Part of networking is leaving people with the impression “he or she is cool and might be fun to work with” or “that’s a person I enjoyed chatting with.” This is so that the next time they see you, they’ll smile and actually be glad and maybe even remember your name. And those kinds of connections can lead to all kinds of opportunities. I can’t tell you how many times people I haven’t seen in over a decade have opened doors for me or introduced me to important people. All because of a first impression. All because of respect. That has even happened with people I don’t remember liking that much. Sometimes I like them now very much, just not who they were then. And sometimes my opinion hasn’t changed. But who cares. There’s no law saying everyone you know has to be someone you like but there is an unwritten law that every person deserves the same respect you want back from them. And by violating that, you can create long term repercussions which can hurt you career. Do you really want to do that?

In life, as in business, “who you know” can be very important. So next time you go to a workshop or a Con or even a restaurant, remember how important it is to treat everyone with the same kindness you’d like to be treated.
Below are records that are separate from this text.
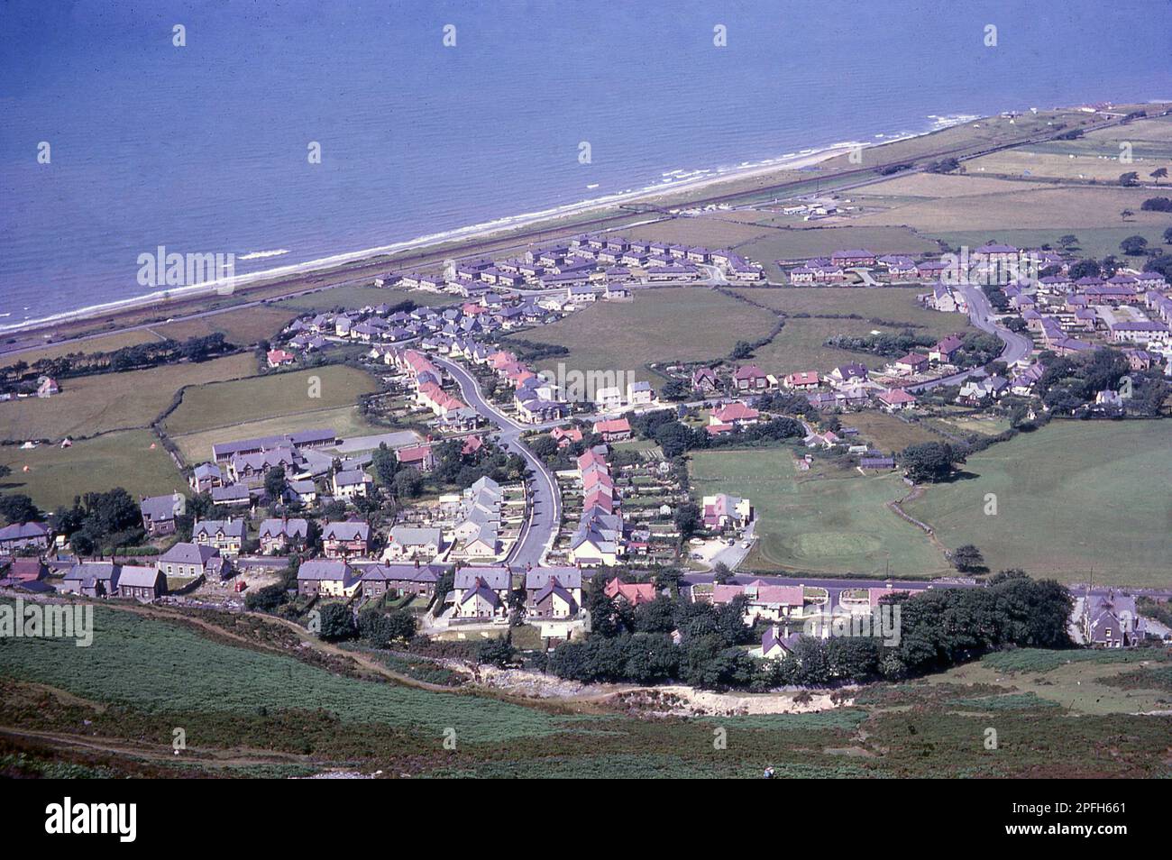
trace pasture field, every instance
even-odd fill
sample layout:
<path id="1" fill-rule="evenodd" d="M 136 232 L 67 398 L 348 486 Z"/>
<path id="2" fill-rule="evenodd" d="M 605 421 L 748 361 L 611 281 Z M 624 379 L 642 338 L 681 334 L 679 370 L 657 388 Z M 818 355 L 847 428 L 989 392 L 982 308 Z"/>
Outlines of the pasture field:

Forget your personal feelings for a moment. If they are not your cup of tea, don’t have them over for dinner or hang out with them, etc. But don’t let yourself be rude to them. Don’t badmouth them because of some personal vibe. Just keep it to yourself, be polite, and you never know what will happen.

That’s a lesson I’ve learned from being in the creative/entertainment business since 1987. It’s always served me well and it’ll serve you, too.